Lawrence Allen

Personal information
- Nationality: British (English)
- Born: 25 April 1921 Sheffield, England
- Died: 16 December 2018 (aged 97) Sheffield, England

Sport
- Sport: Athletics
- Event: race walking
- Club: Sheffield United Harriers

= Lawrence Allen (race walker) =

British racewalker

Lawrence Allen also known as Lol Allen (25 April 1921 – 16 December 2018) was a British racewalker who competed at the 1952 Summer Olympics.

== Biography ==
Allen was born in Sheffield, England and competed at club level for Sheffield United Harriers. In 1948 he won the national junior 10-mile title.

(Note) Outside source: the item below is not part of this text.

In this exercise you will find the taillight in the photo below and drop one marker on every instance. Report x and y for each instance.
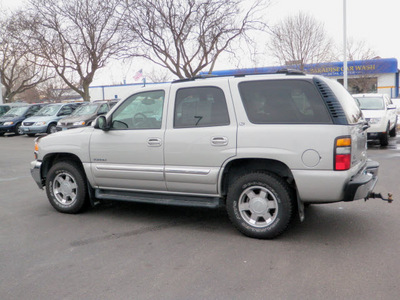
(342, 153)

Allen finished third behind Arne Börjesson in the 2 miles walk event and second behind Harry Churcher in the 7 miles walk event at the 1949 AAA Championships. From 1950 until 1952 he finished runner-up in three consecutive AAA Championships behind Roland Hardy.

Allen finished second at the 1950 European Athletics Championships but was denied a medal after being disqualified in the 10,000 metres event and was disqualified again while representing the Great Britain team at the 1952 Olympic Games in Helsinki.

A steel forge worker by trade, he died in December 2018 at the age of 97.